Subchannels of WKYU-TV
| Channel | Res. | Short name | Programming |
| 24.1 | 1080i | WKYU-HD | PBS |
| 24.2 | 480i | WKYU-CR | Create |
| 24.3 | WKYU-WX | National Weather Service Weather radar image from Fort Campbell (link) with NOAA WX Radio KIH45 audio (162.400 MHz). |

===Analog-to-digital conversion===
WKYU-TV shut down its analog signal on February 17, 2009, as part of the FCC-mandated nationwide digital transition, even though the DTV transition deadline was moved to June 12 of that year.
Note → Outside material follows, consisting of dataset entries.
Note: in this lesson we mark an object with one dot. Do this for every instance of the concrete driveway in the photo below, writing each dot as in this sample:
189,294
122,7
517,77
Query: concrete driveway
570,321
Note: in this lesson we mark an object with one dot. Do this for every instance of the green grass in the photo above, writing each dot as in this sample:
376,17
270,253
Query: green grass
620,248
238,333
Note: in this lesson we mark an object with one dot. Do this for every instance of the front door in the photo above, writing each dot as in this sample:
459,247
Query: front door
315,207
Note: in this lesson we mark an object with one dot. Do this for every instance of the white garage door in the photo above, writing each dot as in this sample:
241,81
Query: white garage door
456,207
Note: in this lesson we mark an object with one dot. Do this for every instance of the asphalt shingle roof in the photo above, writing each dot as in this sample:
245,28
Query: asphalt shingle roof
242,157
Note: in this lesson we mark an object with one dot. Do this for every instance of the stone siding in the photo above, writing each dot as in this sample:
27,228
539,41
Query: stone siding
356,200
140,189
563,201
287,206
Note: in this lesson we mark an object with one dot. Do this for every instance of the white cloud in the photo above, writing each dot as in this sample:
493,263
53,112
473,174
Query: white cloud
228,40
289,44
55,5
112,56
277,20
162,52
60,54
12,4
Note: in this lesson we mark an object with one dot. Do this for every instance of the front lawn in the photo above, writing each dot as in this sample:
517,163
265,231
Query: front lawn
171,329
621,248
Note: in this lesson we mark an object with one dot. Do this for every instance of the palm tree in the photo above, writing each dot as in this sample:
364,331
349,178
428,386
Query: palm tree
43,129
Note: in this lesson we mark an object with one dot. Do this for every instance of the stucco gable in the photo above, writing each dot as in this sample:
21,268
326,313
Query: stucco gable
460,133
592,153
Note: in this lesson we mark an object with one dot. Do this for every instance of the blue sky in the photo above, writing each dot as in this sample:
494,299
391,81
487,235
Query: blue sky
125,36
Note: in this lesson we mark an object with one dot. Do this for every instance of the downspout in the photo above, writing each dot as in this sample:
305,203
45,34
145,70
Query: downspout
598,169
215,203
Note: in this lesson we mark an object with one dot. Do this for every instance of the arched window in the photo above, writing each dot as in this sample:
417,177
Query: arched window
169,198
The digital signal, which began operation in 2003, continues to broadcast on its pre-transition channel 18, using virtual channel 24.

==Availability==
In addition to its over-the-air signal on UHF digital channel 18, WKYU-TV can also be seen on Dish Network channel 24. In Bowling Green, it is also carried on Charter Spectrum (formerly Time Warner Cable) channels 11 in SD and 917 in HD. In Glasgow, it is also seen on South Central Rural Telephone Cooperative (SCRTC) cable channel 24 in Barren, Hart, and Metcalfe counties, as well as on Glasgow Electric Plant Board cable channels 24 (SD) and 540 (HD).

WKYU-DT2 is also available to cable subscribers in Bowling Green and Glasgow, as well as other areas served by the SCRTC. WKYU's main channel is also widely carried on Mediacom cable in several areas within and just outside the Bowling Green DMA. These include areas of Butler, Edmonson, Hart, and Metcalfe counties, as well as the northwest Barren County city of Park City. WKYU-TV is also available on via channel 7 on WesternCable, WKU's cable system available to all classrooms and residence halls on campus.

===Out-of-market coverage===
In the neighboring Nashville DMA (home territory to fellow PBS member stations WNPT and Cookeville, Tennessee's WCTE), it is available to Mediacom customers in Clinton, Cumberland (including Burkesville), and Monroe counties, and for all SCRTC customers in the cooperative's service area regardless of location. WKYU is also available to Suddenlink Communications (now Optimum) cable customers in Logan County (including Russellville). Subscribers of North Central Telephone Cooperative Cable in Allen County and into Macon County, Tennessee, including Lafayette and Red Boiling Springs, are served by WKYU-TV, as well as the respective subchannels of WNPT and KET affiliate WKGB-TV.

WKYU is also carried on cable systems in the far southern portions of the Louisville DMA, including parts of Grayson, Green, and Larue counties, along with southern portions of Hardin County, including Upton and Sonora.

WKYU is also available on cable systems in Muhlenberg and Ohio counties in northwest Kentucky, in the Evansville, Indiana, DMA, home territory to fellow PBS member station WNIN), including Comcast Xfinity in the Greenville/Central City area, and on Spectrum systems in the Beaver Dam/Hartford area.